April 6, 2011.
Can a group of people do an action?
We regularly conjoin plural subjects with action verbs.
We have a desire to analyze the collective action purely into terms of the individual actions. This is a mistake - removes what is interesting about collective action.
Example: five people building a wall
Someone could say there is no more to this action than just the individuals laying bricks / cement.
This account gives no relations between the people doing the various actions
Example: swedish diplomat
Case 1: collective action
Want to talk to the diplomat, who is talking to someone else. Your teammate engages the other person, opening up the diplomat for you to sweep in.
Together you pull off the plan together
Case 2: no collective action
Same as above, except no coordination was planned with the teammate
It just happens that this other person started talking to the person talking to the diplomat, and you seize the opportunity.
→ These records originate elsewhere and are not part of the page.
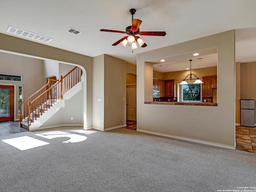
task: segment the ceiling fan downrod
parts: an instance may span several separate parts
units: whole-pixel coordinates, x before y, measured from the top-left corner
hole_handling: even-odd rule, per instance
[[[135,9],[131,9],[130,10],[130,13],[132,15],[132,22],[133,22],[133,15],[136,12]]]

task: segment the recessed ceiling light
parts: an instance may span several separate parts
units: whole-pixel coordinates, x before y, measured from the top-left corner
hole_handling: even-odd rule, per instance
[[[28,38],[34,39],[35,40],[37,40],[38,41],[42,41],[46,43],[48,43],[52,40],[52,39],[51,38],[45,37],[42,35],[38,35],[34,33],[25,31],[22,29],[18,29],[18,28],[12,27],[11,26],[9,26],[8,27],[6,31],[13,34],[27,37]]]

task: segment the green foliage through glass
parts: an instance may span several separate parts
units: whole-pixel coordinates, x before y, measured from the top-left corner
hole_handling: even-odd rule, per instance
[[[182,85],[183,101],[201,101],[201,84]]]

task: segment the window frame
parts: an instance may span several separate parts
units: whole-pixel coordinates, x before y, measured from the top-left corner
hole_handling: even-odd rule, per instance
[[[1,81],[15,81],[16,82],[22,82],[22,75],[18,75],[16,74],[10,74],[8,73],[0,73],[0,77],[1,76],[6,76],[6,77],[13,77],[14,78],[20,78],[20,81],[16,81],[15,80],[5,80],[5,79],[0,79],[0,80]],[[8,77],[8,76],[10,76]],[[12,77],[12,76],[13,76]]]
[[[193,83],[192,82],[188,82],[188,84],[193,84]],[[202,102],[202,84],[199,84],[200,85],[200,101],[188,101],[187,100],[183,100],[183,85],[181,85],[181,100],[182,102]]]

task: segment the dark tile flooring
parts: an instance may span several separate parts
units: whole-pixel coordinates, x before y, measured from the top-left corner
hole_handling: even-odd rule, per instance
[[[20,124],[19,121],[11,121],[0,123],[0,136],[28,131],[26,129],[20,127]]]
[[[256,127],[236,126],[236,149],[256,153]]]
[[[126,121],[126,126],[124,127],[126,129],[131,129],[132,130],[136,130],[137,129],[136,122],[135,121]]]
[[[136,130],[136,122],[127,120],[124,128]],[[0,136],[26,131],[28,130],[20,127],[19,121],[0,123]],[[256,153],[256,127],[236,126],[236,149]]]

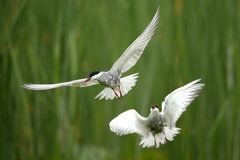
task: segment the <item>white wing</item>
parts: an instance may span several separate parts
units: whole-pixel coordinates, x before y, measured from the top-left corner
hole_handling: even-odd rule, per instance
[[[150,41],[155,29],[157,28],[159,18],[159,7],[155,13],[152,21],[147,26],[147,28],[142,32],[142,34],[125,50],[122,56],[113,64],[112,68],[109,70],[111,74],[121,75],[122,73],[128,71],[132,66],[134,66],[137,60],[142,55],[145,47]]]
[[[117,135],[137,133],[141,137],[148,135],[146,118],[142,117],[134,109],[125,111],[114,118],[110,123],[110,130]]]
[[[85,83],[87,78],[74,80],[70,82],[63,82],[63,83],[56,83],[56,84],[24,84],[22,87],[30,90],[47,90],[47,89],[53,89],[63,86],[74,86],[74,87],[88,87],[95,84],[98,84],[98,81],[96,80],[90,80]]]
[[[125,94],[127,94],[132,87],[135,86],[136,81],[138,78],[138,73],[135,74],[131,74],[129,76],[120,78],[120,89],[122,92],[122,96],[124,96]],[[120,91],[118,87],[114,87],[115,92],[120,95]],[[106,100],[108,99],[114,99],[116,97],[114,91],[112,90],[112,88],[109,87],[105,87],[96,97],[99,98],[100,100],[105,98]]]
[[[162,112],[160,113],[165,123],[171,129],[186,110],[186,107],[198,96],[204,84],[199,84],[200,79],[188,83],[187,85],[174,90],[167,95],[162,102]]]

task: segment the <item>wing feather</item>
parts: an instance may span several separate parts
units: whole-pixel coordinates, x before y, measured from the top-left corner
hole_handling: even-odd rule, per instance
[[[141,137],[148,134],[146,118],[138,114],[134,109],[130,109],[118,115],[110,123],[110,130],[117,135],[137,133]]]
[[[204,86],[204,84],[198,83],[199,81],[200,79],[195,80],[174,90],[162,102],[162,112],[160,114],[170,129],[175,127],[182,112],[199,95]]]
[[[96,80],[90,80],[85,83],[87,78],[78,79],[70,82],[56,83],[56,84],[23,84],[22,87],[30,90],[47,90],[63,86],[73,86],[73,87],[89,87],[98,84]]]

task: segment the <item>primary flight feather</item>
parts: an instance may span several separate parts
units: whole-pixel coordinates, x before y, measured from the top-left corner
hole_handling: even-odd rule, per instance
[[[63,82],[57,84],[24,84],[23,87],[30,90],[47,90],[63,86],[88,87],[96,84],[102,84],[105,88],[95,97],[99,99],[105,98],[121,99],[135,86],[138,73],[120,78],[122,73],[133,67],[141,57],[145,47],[150,41],[159,19],[159,7],[147,28],[142,34],[124,51],[120,58],[113,64],[109,71],[91,72],[88,78]]]
[[[200,79],[174,90],[162,102],[162,111],[152,105],[147,118],[142,117],[134,109],[125,111],[110,123],[110,130],[117,135],[137,133],[141,137],[142,147],[159,147],[179,133],[175,127],[178,118],[187,106],[199,95],[204,84]]]

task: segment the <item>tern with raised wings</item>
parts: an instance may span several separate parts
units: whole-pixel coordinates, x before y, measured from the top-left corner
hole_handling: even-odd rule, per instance
[[[149,116],[142,117],[134,109],[121,113],[110,123],[110,130],[117,135],[137,133],[141,137],[142,147],[156,147],[172,141],[179,133],[180,128],[175,127],[178,118],[187,106],[199,95],[204,84],[195,80],[170,93],[162,102],[162,111],[156,105],[150,108]]]
[[[113,64],[109,71],[94,71],[89,74],[88,78],[78,79],[70,82],[56,84],[24,84],[23,87],[30,90],[47,90],[63,86],[88,87],[96,84],[102,84],[105,88],[95,97],[99,99],[105,98],[121,99],[135,86],[138,73],[121,77],[122,73],[133,67],[141,57],[145,47],[150,41],[157,27],[159,19],[159,7],[146,29],[142,34],[124,51],[121,57]]]

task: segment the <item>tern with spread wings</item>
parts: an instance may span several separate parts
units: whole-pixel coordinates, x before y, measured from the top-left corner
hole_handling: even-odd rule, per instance
[[[152,105],[147,118],[134,109],[121,113],[109,123],[110,130],[119,136],[137,133],[141,137],[140,145],[143,148],[158,148],[160,144],[172,141],[180,130],[175,127],[178,118],[204,86],[199,81],[200,79],[190,82],[170,93],[162,102],[161,112],[156,105]]]
[[[112,68],[107,71],[94,71],[89,74],[88,78],[78,79],[70,82],[56,84],[24,84],[23,87],[30,90],[47,90],[63,86],[88,87],[96,84],[102,84],[105,88],[95,97],[99,99],[105,98],[121,99],[135,86],[138,73],[120,78],[122,73],[133,67],[141,57],[145,47],[150,41],[157,27],[159,19],[159,7],[152,21],[142,34],[125,50],[121,57],[113,64]]]

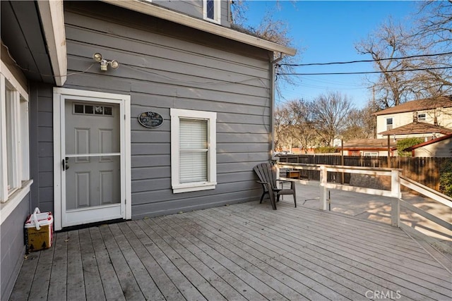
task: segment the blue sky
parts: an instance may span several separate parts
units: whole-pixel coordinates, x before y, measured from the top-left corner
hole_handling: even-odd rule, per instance
[[[412,1],[247,1],[246,25],[256,26],[268,11],[275,19],[287,20],[294,46],[301,49],[297,63],[328,63],[368,60],[358,54],[355,44],[375,31],[391,16],[408,26],[417,11]],[[279,6],[279,8],[278,8]],[[374,71],[371,63],[315,67],[298,67],[299,73]],[[311,99],[328,91],[348,96],[357,108],[371,94],[364,75],[297,76],[296,86],[286,86],[278,102],[297,98]],[[375,75],[367,75],[375,76]]]

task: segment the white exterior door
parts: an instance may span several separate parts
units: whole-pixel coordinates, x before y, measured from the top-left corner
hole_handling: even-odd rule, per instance
[[[130,219],[129,97],[55,91],[55,228]]]

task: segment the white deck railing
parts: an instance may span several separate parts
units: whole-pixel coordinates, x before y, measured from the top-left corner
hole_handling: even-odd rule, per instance
[[[323,164],[303,164],[295,163],[278,163],[276,164],[276,166],[278,168],[290,168],[300,171],[318,171],[320,173],[320,181],[319,182],[319,186],[320,188],[319,208],[321,210],[326,210],[327,209],[328,202],[328,199],[327,199],[327,189],[337,189],[345,191],[367,193],[373,195],[389,197],[393,198],[391,202],[391,223],[393,226],[400,227],[406,231],[413,231],[413,229],[408,225],[400,222],[400,207],[402,207],[403,208],[410,210],[452,232],[452,223],[450,222],[439,219],[439,217],[435,216],[433,214],[402,199],[401,186],[405,186],[409,189],[415,190],[422,195],[446,205],[448,208],[452,208],[452,198],[403,176],[401,175],[401,169]],[[374,176],[390,176],[391,187],[389,190],[386,190],[328,183],[327,181],[327,175],[328,172],[357,173]],[[282,177],[280,178],[287,180],[296,180],[303,184],[313,185],[313,181],[309,180],[294,180]],[[408,228],[410,228],[410,229],[408,229]]]

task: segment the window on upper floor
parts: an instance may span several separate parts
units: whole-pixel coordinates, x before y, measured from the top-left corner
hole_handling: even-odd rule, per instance
[[[171,109],[173,192],[215,189],[216,113]]]
[[[425,113],[417,113],[417,121],[425,121],[426,114]]]
[[[1,222],[30,192],[28,95],[1,62],[0,73]]]
[[[386,118],[386,130],[393,129],[393,118],[389,117]]]
[[[204,19],[220,23],[221,15],[221,1],[220,0],[203,0]]]

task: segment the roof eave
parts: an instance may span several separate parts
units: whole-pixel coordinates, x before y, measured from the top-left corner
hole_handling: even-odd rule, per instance
[[[67,51],[63,1],[38,1],[41,22],[55,83],[61,87],[67,76]]]
[[[203,20],[197,19],[180,13],[153,5],[152,3],[138,0],[117,1],[102,0],[109,4],[116,5],[138,13],[160,18],[163,20],[174,22],[182,25],[202,30],[206,32],[216,35],[227,39],[240,42],[249,45],[254,46],[276,53],[284,54],[287,56],[295,56],[297,50],[282,46],[272,42],[266,41],[256,37],[253,37],[243,32],[239,32],[230,28],[225,27],[217,24],[210,23]]]

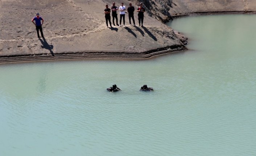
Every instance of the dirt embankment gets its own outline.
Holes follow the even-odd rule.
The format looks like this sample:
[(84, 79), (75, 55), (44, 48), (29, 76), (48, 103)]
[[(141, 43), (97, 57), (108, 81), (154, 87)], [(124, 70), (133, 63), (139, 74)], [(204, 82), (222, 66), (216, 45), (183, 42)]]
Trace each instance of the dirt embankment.
[[(144, 27), (107, 28), (104, 10), (112, 0), (1, 0), (0, 62), (75, 58), (143, 58), (186, 49), (187, 39), (162, 22), (194, 13), (254, 12), (252, 0), (118, 0), (135, 10), (144, 3)], [(45, 38), (37, 38), (31, 19), (44, 20)], [(118, 12), (118, 13), (119, 12)], [(118, 20), (120, 17), (118, 15)], [(111, 22), (112, 22), (111, 17)], [(123, 23), (123, 22), (122, 22)]]
[[(137, 1), (135, 0), (134, 1)], [(255, 13), (254, 0), (145, 0), (152, 17), (165, 22), (173, 18), (191, 14), (212, 13)]]

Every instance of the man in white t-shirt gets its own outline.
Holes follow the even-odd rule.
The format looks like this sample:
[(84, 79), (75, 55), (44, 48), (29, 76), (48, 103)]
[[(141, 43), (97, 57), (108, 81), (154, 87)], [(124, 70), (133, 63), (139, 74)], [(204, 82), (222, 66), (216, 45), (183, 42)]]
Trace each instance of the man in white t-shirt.
[(121, 23), (122, 22), (122, 18), (123, 18), (123, 21), (124, 21), (124, 26), (125, 27), (125, 20), (124, 18), (125, 16), (125, 12), (124, 11), (125, 10), (125, 6), (124, 5), (123, 3), (122, 3), (121, 4), (121, 6), (119, 7), (119, 10), (120, 11), (120, 25), (119, 25), (119, 26), (121, 26)]

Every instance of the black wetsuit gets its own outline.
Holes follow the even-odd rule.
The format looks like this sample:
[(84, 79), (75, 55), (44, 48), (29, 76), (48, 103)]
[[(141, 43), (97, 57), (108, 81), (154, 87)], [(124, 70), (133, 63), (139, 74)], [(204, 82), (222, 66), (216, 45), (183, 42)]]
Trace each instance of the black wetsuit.
[(152, 91), (153, 90), (153, 88), (151, 87), (147, 87), (146, 88), (145, 88), (143, 87), (140, 88), (140, 90), (141, 91)]
[[(111, 10), (113, 9), (118, 9), (118, 8), (116, 7), (115, 6), (112, 6), (111, 7)], [(116, 18), (116, 25), (118, 25), (118, 21), (117, 19), (117, 14), (116, 13), (116, 11), (113, 11), (112, 10), (112, 18), (113, 18), (113, 24), (115, 25), (115, 18)]]
[(145, 10), (145, 8), (143, 7), (140, 7), (137, 10), (141, 11), (138, 12), (138, 19), (139, 19), (139, 24), (140, 25), (140, 22), (141, 21), (141, 25), (143, 25), (143, 20), (144, 20), (144, 12), (143, 12), (143, 11), (145, 11), (146, 10)]
[[(110, 12), (111, 11), (111, 10), (109, 8), (106, 8), (104, 10), (104, 11)], [(110, 19), (110, 13), (107, 13), (106, 14), (105, 14), (105, 18), (106, 19), (106, 24), (107, 24), (107, 26), (108, 26), (108, 22), (110, 22), (110, 27), (112, 27), (112, 26), (111, 25), (111, 20)]]
[(109, 91), (110, 92), (117, 92), (118, 91), (121, 91), (121, 89), (118, 87), (116, 87), (115, 88), (114, 88), (113, 87), (110, 87), (108, 88), (107, 88), (107, 90)]
[(135, 9), (133, 6), (129, 7), (127, 8), (127, 11), (128, 12), (128, 16), (129, 17), (129, 22), (130, 24), (132, 24), (131, 22), (131, 18), (132, 19), (132, 21), (133, 22), (133, 24), (135, 24), (135, 21), (134, 20), (134, 16), (133, 15), (133, 12), (135, 10)]

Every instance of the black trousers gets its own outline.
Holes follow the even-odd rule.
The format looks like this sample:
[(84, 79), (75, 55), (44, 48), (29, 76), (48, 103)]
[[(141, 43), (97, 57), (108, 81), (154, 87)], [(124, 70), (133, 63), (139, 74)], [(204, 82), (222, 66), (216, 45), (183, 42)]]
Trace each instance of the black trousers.
[(139, 19), (139, 24), (140, 25), (140, 22), (141, 21), (141, 25), (143, 25), (143, 20), (144, 20), (144, 15), (138, 15), (138, 19)]
[(132, 19), (133, 22), (133, 24), (135, 24), (135, 21), (134, 20), (134, 16), (133, 16), (133, 14), (129, 14), (128, 15), (128, 16), (129, 17), (129, 22), (130, 24), (132, 24), (132, 23), (131, 23), (131, 18)]
[(125, 14), (120, 14), (120, 25), (121, 25), (121, 23), (122, 22), (122, 18), (124, 18), (123, 20), (124, 21), (124, 25), (125, 25)]
[(118, 25), (118, 19), (117, 19), (117, 14), (112, 14), (112, 18), (113, 18), (113, 24), (115, 25), (115, 18), (116, 21), (116, 25)]
[(43, 33), (43, 29), (42, 28), (42, 26), (36, 26), (36, 29), (37, 30), (37, 37), (38, 38), (40, 38), (40, 36), (39, 36), (39, 30), (40, 30), (40, 32), (41, 33), (41, 36), (43, 38), (45, 37), (44, 37), (44, 33)]
[(111, 20), (110, 18), (110, 15), (107, 16), (105, 16), (105, 19), (106, 19), (106, 24), (107, 24), (107, 26), (108, 26), (108, 21), (110, 22), (110, 27), (112, 27), (112, 26), (111, 25)]

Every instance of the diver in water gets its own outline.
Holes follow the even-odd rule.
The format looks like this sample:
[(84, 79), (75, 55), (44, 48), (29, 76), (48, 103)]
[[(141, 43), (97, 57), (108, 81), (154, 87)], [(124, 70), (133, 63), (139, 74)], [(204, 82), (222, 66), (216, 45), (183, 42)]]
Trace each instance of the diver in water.
[(121, 91), (121, 90), (120, 88), (116, 87), (116, 85), (115, 84), (113, 84), (113, 87), (110, 87), (108, 88), (107, 88), (107, 90), (109, 91), (110, 92), (117, 92), (118, 91)]
[(144, 84), (140, 88), (140, 91), (152, 91), (153, 90), (153, 88), (152, 87), (148, 87), (146, 84)]

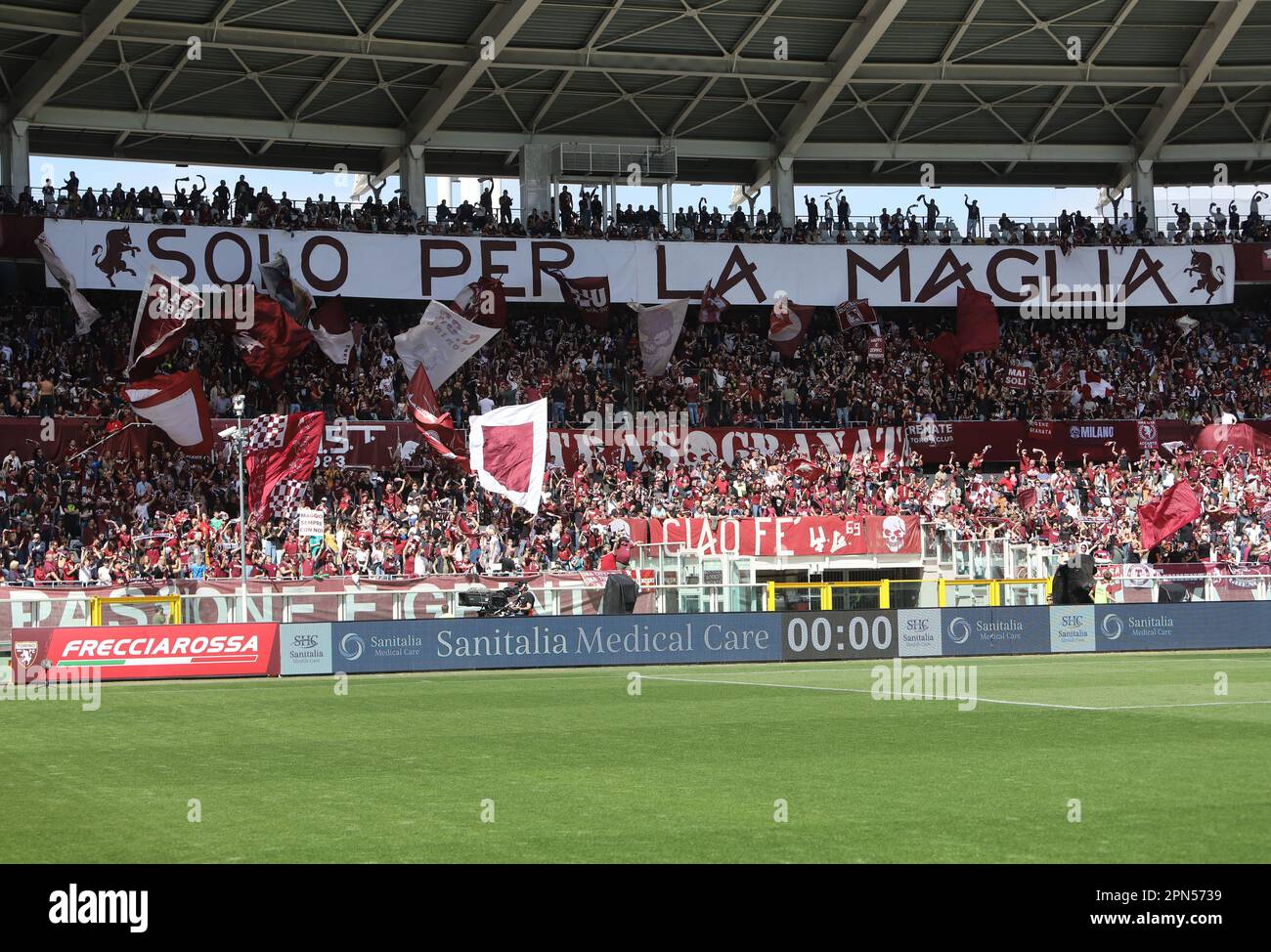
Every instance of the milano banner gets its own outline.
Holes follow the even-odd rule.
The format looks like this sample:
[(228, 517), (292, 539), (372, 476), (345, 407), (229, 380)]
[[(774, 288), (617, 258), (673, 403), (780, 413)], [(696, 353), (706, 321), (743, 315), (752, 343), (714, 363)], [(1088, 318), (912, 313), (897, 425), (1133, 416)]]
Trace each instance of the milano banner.
[[(501, 280), (508, 300), (559, 301), (547, 272), (609, 277), (615, 301), (697, 299), (710, 281), (733, 305), (770, 303), (952, 308), (958, 287), (1017, 306), (1036, 289), (1113, 289), (1130, 308), (1230, 304), (1230, 245), (1078, 248), (991, 245), (789, 245), (693, 241), (539, 240), (273, 231), (114, 221), (48, 221), (53, 250), (80, 289), (137, 291), (154, 264), (189, 285), (247, 283), (282, 252), (318, 295), (454, 300), (479, 277)], [(47, 277), (53, 286), (51, 276)]]

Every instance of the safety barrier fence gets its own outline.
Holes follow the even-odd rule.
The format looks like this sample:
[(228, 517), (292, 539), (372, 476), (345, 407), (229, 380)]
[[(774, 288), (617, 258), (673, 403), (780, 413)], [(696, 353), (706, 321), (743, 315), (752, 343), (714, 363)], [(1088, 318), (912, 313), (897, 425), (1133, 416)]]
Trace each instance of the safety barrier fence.
[(1271, 602), (23, 629), (18, 679), (332, 675), (1271, 647)]

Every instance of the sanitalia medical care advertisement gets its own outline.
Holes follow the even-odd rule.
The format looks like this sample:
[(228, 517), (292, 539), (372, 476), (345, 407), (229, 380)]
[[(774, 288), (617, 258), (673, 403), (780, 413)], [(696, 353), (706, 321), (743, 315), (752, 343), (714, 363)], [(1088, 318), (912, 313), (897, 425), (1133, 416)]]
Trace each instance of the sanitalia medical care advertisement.
[(960, 655), (1047, 655), (1050, 609), (942, 609), (943, 651)]
[(1271, 602), (1099, 605), (1098, 651), (1265, 648), (1271, 646)]
[(329, 628), (334, 670), (350, 674), (778, 661), (782, 656), (780, 615), (773, 613), (338, 622)]

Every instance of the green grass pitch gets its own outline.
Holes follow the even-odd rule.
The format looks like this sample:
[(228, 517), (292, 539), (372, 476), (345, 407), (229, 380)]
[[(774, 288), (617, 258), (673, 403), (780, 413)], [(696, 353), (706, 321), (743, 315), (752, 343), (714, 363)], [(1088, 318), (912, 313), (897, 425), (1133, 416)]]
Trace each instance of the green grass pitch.
[(979, 697), (1026, 703), (874, 700), (882, 662), (630, 669), (649, 675), (638, 697), (628, 669), (587, 669), (362, 675), (347, 695), (333, 677), (104, 684), (94, 712), (3, 702), (0, 859), (1271, 855), (1271, 652), (962, 661)]

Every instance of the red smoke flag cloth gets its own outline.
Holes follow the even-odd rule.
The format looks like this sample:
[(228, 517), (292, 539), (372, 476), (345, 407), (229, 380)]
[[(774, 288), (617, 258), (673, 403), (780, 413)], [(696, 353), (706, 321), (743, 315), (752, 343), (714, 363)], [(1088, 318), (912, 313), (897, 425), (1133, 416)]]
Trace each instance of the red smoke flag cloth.
[(287, 365), (314, 339), (291, 319), (282, 305), (262, 294), (254, 295), (255, 319), (250, 328), (234, 334), (243, 362), (269, 386), (277, 388)]
[(75, 283), (75, 276), (66, 269), (66, 264), (57, 257), (57, 252), (53, 250), (53, 247), (48, 243), (48, 235), (44, 233), (36, 235), (36, 250), (44, 259), (44, 267), (53, 276), (53, 281), (66, 292), (71, 306), (75, 308), (75, 336), (84, 337), (97, 319), (102, 316), (100, 313), (88, 303), (88, 297), (79, 290), (79, 285)]
[(927, 350), (944, 361), (944, 369), (949, 372), (957, 370), (957, 365), (962, 362), (962, 348), (948, 330), (927, 344)]
[(343, 297), (328, 297), (322, 303), (309, 322), (309, 333), (332, 364), (348, 366), (353, 356), (353, 325), (348, 323)]
[(497, 334), (496, 328), (474, 324), (441, 301), (428, 301), (419, 323), (393, 338), (407, 376), (421, 364), (433, 386), (441, 386)]
[(583, 323), (597, 330), (609, 328), (609, 278), (608, 277), (566, 277), (559, 271), (548, 275), (561, 285), (561, 297), (573, 305)]
[(1002, 346), (998, 309), (984, 291), (957, 290), (957, 342), (962, 353), (995, 351)]
[(469, 417), (468, 450), (482, 487), (531, 515), (543, 498), (548, 463), (548, 402), (500, 407)]
[(1261, 451), (1263, 455), (1271, 455), (1271, 436), (1254, 430), (1248, 423), (1213, 423), (1201, 427), (1192, 445), (1197, 450), (1213, 450), (1219, 456), (1223, 456), (1228, 449), (1247, 450), (1254, 454)]
[(507, 327), (507, 294), (503, 282), (493, 277), (479, 277), (455, 297), (455, 311), (482, 327), (502, 330)]
[(125, 372), (130, 377), (153, 376), (163, 358), (180, 347), (189, 333), (189, 322), (200, 316), (202, 306), (203, 299), (197, 291), (161, 275), (151, 264), (132, 319)]
[(323, 414), (267, 413), (247, 427), (247, 501), (253, 515), (266, 508), (290, 515), (304, 496), (322, 450)]
[(123, 388), (123, 398), (133, 413), (163, 430), (188, 455), (212, 451), (212, 414), (196, 371), (136, 380)]
[(702, 291), (702, 304), (698, 310), (698, 323), (699, 324), (718, 324), (723, 318), (724, 311), (728, 310), (728, 301), (724, 296), (716, 294), (714, 285), (707, 281), (705, 289)]
[(304, 320), (314, 306), (309, 289), (291, 277), (291, 264), (282, 252), (273, 261), (261, 266), (261, 290), (282, 305), (282, 310), (296, 320)]
[(1196, 519), (1201, 512), (1200, 500), (1191, 483), (1177, 482), (1166, 489), (1155, 502), (1139, 506), (1139, 534), (1143, 548), (1149, 552)]
[(793, 357), (807, 337), (813, 310), (815, 308), (794, 304), (784, 295), (779, 296), (773, 305), (773, 318), (768, 325), (768, 342), (773, 350), (785, 358)]
[(1088, 400), (1101, 400), (1112, 393), (1113, 389), (1112, 384), (1093, 370), (1083, 370), (1078, 374), (1078, 381), (1082, 386), (1082, 394)]
[(675, 353), (675, 344), (684, 329), (684, 315), (689, 313), (689, 303), (671, 301), (652, 308), (636, 305), (639, 327), (639, 352), (644, 360), (644, 372), (648, 376), (662, 376)]
[(442, 413), (437, 407), (437, 395), (428, 383), (428, 371), (421, 364), (414, 369), (411, 377), (411, 386), (405, 391), (405, 405), (411, 411), (411, 419), (425, 442), (442, 459), (460, 460), (464, 464), (463, 433), (455, 432), (455, 422), (449, 413)]
[(882, 330), (878, 329), (878, 315), (869, 306), (869, 299), (863, 301), (844, 301), (835, 305), (834, 314), (839, 319), (839, 330), (868, 327), (876, 336), (882, 334)]
[(807, 479), (810, 483), (815, 483), (825, 475), (825, 470), (810, 459), (791, 460), (785, 464), (785, 472), (789, 475), (797, 475), (802, 479)]

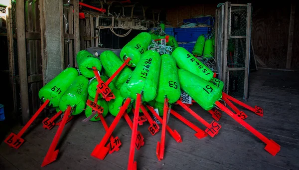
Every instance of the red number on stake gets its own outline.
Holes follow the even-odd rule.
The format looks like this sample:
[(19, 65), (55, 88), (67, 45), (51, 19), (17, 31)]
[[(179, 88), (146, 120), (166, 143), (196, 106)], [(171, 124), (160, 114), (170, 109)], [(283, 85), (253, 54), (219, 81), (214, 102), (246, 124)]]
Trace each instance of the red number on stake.
[(46, 118), (43, 121), (43, 128), (51, 130), (55, 125), (55, 123), (53, 122), (49, 118)]
[(256, 106), (255, 109), (255, 113), (256, 114), (260, 116), (263, 116), (264, 115), (264, 109), (257, 106)]
[(112, 154), (114, 151), (118, 151), (120, 150), (120, 147), (122, 145), (121, 141), (118, 137), (115, 137), (113, 142), (110, 142), (107, 147), (109, 148), (109, 154)]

It’s just one agent exploiting the actions of another agent.
The reduction of group actions to individual actions cannot distinguish the two cases.
One source of pressure that makes people (illegitimately) doubt the reality of collective action:
Cause by an intuitive (but bad) picture of how solitary action happens
A process that is caused by a psychological state
When we generalize this to groups, it requires us to postulate a group mind.
Laurence: this picture is bad because it presupposes the causality between action and mental states is like the causality between rocks bumping each other.
Different kinds of explanation ought be appropriate for talking about human action.
It lacks any reference to people’s purposes for acting.
Alternative
Slogan: acting together is acting with a common purpose.
E.g. bank robber is listening to a stethescope
We can ask why and get the answer “to crack the safe”
We can ask why is he cracking the safe and get the answer “because the robbers are robbing the bank”
Isn’t this circular?
All that was presupposed was that an intentional action with a plural subject is intelligible.
Proof: Laurence can articulate the difference between actions with plural subjects and plural agents
Why is the gunman holding the gun on the security guard? To immobilize him? Why? Because the robbers are robbing the bank.
What it means for the two actors to be acting together is that the “purposive explanations” of their actions unify at some point.
Ethical/political consequences
Individualistic picture of acting together can cause problems
E.g. understanding democratic reasoning in terms of a lone agent tries to satisfy his preferences will cause distortions
What goes missing is the notion of a shared purpose/mission
Will be difficult to reconstruct the group from the individual citizen’s purposes.
Situations where impermissible coercion is involved
“Jump through this hoop or else I’ll set your pants on fire”
Force used against free riders (e.g. taxation)
Without collective reasons, we end up with strong libertarian arguments that taxation is theft.
My response:
Why is the reduction to individuals ‘a mistake’? Agree that it’s not the only way to make sense of a collective action, e.g. I can think of a person as a person or as a collection of atoms. The existence of one (even one that is strictly ‘more fundamental’) doesn’t render other interpretations incorrect?